After a six-month intense Organic Food Management stakeholder process with oversight from Representative Beth Doglio, the workgroup spent the last two weeks reviewing a comprehensive proposal that mandates statewide composting and other mandates with gradual implementation dates. This lengthy proposal is a sequel to HB 1799, passed in 2023, and will be considered by the Legislature in the 2024 session.

WR appreciates the goal of reducing methane production through organic food management to combat climate change and the potential opportunities for retail grocers to build community partnerships. After two iterations of this proposal, WR is pleased with some of the bills provisions and is concerned about a few specific mandates.

  • A provision that allows Ecology to exempt “persons” that use alternative mechanisms to serve the same purpose from following local jurisdictions’ mandate. According to the EPA’s Food Waste Scale Report, anaerobic digestion is an ideal alternative to composting wasted food. This exemption option will allow some businesses or organizations to adopt innovative options not foreseeable within the scope of this proposal.

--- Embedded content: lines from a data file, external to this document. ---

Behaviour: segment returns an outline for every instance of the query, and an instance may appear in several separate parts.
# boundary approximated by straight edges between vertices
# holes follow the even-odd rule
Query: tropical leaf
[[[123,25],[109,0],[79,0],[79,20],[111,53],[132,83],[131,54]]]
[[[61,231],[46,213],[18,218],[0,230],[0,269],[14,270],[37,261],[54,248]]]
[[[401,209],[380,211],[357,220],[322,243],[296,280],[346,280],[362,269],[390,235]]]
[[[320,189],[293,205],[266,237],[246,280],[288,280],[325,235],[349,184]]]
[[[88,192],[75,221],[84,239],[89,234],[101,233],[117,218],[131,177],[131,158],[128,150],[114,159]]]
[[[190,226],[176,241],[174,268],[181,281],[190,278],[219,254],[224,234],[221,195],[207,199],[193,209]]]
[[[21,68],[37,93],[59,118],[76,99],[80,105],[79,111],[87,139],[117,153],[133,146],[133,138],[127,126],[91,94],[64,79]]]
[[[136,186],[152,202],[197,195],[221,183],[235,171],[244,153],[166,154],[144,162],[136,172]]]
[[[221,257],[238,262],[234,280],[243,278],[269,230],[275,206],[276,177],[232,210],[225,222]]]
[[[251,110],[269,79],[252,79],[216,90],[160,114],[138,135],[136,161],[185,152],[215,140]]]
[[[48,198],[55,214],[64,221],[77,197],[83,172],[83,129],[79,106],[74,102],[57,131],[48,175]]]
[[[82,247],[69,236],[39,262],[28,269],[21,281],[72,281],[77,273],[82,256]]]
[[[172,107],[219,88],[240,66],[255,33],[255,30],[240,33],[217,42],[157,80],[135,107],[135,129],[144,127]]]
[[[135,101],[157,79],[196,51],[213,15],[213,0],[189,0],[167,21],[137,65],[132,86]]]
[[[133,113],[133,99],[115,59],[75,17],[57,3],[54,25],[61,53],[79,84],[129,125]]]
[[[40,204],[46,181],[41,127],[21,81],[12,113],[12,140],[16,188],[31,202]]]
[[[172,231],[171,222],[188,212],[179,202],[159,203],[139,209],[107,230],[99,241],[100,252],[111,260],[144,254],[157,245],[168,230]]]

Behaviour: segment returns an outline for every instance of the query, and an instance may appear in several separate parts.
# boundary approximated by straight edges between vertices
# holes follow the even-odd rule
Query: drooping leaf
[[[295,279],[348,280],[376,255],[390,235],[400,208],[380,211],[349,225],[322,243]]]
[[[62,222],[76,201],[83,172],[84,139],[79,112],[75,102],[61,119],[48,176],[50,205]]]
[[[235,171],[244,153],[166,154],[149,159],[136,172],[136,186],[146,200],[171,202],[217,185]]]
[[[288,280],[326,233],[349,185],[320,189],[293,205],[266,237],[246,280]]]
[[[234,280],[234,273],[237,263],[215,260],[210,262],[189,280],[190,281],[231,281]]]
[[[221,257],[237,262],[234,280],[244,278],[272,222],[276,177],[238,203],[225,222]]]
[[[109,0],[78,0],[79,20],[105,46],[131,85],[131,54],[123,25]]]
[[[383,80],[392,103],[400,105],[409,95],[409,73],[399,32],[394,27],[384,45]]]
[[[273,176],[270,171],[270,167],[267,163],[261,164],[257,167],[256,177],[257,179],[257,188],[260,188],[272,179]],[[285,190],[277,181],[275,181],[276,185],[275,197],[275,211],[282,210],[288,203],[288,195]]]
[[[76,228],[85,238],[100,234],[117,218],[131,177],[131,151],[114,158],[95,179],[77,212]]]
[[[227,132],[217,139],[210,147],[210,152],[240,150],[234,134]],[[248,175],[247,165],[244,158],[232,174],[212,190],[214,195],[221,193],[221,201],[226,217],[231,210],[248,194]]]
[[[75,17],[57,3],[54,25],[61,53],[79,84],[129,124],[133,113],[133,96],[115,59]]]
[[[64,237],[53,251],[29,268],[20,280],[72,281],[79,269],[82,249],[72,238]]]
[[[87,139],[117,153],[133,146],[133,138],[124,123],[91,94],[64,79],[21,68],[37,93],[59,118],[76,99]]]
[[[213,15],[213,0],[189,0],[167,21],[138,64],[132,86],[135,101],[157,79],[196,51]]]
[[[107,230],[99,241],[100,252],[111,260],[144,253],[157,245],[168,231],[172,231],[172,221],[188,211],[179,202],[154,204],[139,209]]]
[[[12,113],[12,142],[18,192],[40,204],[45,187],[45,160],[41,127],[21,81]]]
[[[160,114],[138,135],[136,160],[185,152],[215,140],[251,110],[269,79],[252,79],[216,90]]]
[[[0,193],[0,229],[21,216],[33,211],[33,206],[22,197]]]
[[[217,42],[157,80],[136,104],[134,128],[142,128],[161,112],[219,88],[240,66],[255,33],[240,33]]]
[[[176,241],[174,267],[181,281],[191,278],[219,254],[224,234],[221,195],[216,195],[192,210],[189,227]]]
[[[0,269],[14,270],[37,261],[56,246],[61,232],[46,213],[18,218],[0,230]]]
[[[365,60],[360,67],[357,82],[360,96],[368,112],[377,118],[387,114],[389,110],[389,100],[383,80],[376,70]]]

However, the overall scheme of the proposal continues to focus on compost buyback for farmers when alternative organic food management includes producing anaerobic digestion digestate. The inconsistency in allowing alternative mechanisms and the lack of flexibility in the farmers’ buyback program could create a market bottleneck for better methods.

  • To reduce compliance costs and confusion, the definition of producers under this proposal needs to be consistent with the current Washington Recycling and Packaging Act the Legislature is considering. The consistency is especially important due to the higher standard for “film tinting” of bags under RCW 70A.455.070 and a new requirement on “home compostable labeling” for food products.
  • Washington’s new food date labeling standardization will become effective on January 1, 2026. Since the federal government will likely adopt a similar standard, our state’s date labeling standard will sunset the federal government develop a substantially similar date labeling standard. WR spoke up strongly about this sunset provision to reduce consumer confusion.
  • Grant programs Ecology will operate are crucial to the feasibility of all the mandates required in this proposal, and the uncertainty of funding sources is concerning to both Ecology and small to medium-sized retail grocers who need support to meet various new requirements. For example, the new food labeling requirements for all food products, including those internationally sourced, could adversely impact ethnic grocers who import most of their products.

WR’s government affairs team will continue to work with Representative Beth Doglio, the prime sponsor of this proposal, to provide workable solutions to achieve methane reduction goals.